One of the reasons that I do not worry about the ANC’s stranglehold on South African politics taking the country toward the sort of one-party state that bedevils much of the rest of the continent is that there is such a vibrant, lively, and dissent-laden tradition within the ANC coalition itself. The latest contretemps involves — yet again — division between the ANC and its alliance partners in the Congress of South African Trade Unions (COSATU). COSATU has threatened to pull out of the longstanding alliance if the ruling party goes forward with disciplinary charges against its leader, Zwelinzima Vavi, who accused members of the ANC hierarchy with corruption.
I am not really a fan of the ANC pursuing disciplinary action against Vavi, but I do love their response to him, and I think it should also be their approach to the latest COSATU threats as well: Put up or shut up. The ANC has no interest in being held hostage by COSATU (or the South African Communist Party), which always seem to be threatening the ANC with withdrawal from the coalition whenever they get into a fit of pique. But the alliance partners need the ANC more than the ANC needs them. One of these days the unionists and the Communists are going to threaten to walk and the ANC leadership is going to say “good riddance. Don’t let the door hit you on the way out.”

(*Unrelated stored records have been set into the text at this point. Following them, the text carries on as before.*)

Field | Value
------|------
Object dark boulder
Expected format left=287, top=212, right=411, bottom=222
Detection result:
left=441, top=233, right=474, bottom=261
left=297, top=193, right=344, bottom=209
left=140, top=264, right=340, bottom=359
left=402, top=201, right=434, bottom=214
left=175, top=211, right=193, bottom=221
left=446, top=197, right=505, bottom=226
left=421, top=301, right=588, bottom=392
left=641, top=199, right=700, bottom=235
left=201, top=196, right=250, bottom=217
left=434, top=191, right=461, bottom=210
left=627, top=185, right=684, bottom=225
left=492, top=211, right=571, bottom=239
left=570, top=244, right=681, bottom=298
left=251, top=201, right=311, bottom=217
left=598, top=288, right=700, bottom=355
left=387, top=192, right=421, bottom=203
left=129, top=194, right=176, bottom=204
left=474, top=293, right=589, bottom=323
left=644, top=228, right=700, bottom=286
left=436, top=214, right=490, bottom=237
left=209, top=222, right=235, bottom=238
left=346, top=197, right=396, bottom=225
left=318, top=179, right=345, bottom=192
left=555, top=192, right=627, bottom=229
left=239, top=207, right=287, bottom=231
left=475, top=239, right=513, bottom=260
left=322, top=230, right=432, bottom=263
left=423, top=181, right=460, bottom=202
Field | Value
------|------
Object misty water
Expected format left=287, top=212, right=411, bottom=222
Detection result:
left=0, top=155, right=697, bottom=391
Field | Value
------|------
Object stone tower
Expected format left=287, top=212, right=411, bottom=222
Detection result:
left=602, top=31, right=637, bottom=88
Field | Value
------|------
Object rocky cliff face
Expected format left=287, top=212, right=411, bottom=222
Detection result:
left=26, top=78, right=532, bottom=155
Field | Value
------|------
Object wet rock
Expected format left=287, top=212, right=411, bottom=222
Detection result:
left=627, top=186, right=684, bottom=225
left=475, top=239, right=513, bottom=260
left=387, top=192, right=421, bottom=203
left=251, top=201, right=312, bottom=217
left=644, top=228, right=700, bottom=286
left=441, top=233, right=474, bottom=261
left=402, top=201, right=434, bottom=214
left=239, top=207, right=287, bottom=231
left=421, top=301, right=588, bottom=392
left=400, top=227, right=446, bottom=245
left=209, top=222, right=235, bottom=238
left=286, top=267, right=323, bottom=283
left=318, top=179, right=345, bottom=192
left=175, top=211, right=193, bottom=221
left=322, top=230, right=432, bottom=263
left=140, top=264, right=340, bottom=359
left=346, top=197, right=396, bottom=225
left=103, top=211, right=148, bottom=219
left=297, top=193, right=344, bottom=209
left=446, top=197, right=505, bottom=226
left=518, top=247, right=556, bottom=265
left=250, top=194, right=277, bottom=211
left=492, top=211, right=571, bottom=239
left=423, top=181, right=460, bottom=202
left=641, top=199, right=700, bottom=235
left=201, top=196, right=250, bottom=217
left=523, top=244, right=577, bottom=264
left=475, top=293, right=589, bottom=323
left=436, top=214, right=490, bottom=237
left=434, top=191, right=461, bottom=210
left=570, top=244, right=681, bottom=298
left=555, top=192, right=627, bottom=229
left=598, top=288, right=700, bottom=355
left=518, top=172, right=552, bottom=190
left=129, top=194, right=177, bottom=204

Meanwhile the Congress of the People (COPE) seems to have embraced all of the ANC’s internal squabbling but without all of that pesky power and influence. COPE officially approved a vote of no confidence in party president Mosiuoa Lekota, the culmination of several weeks of rising discontent with the former ANC stalwart’s leadership, effectively removing Lekota from his post. Lekota has responded with the tried and true mechanism of South African politics of late: he has taken COPE to court. COPE started off with so much promise. But right now the party is in disarray with no clear path to providing any more than a token opposition to the ANC in the near future.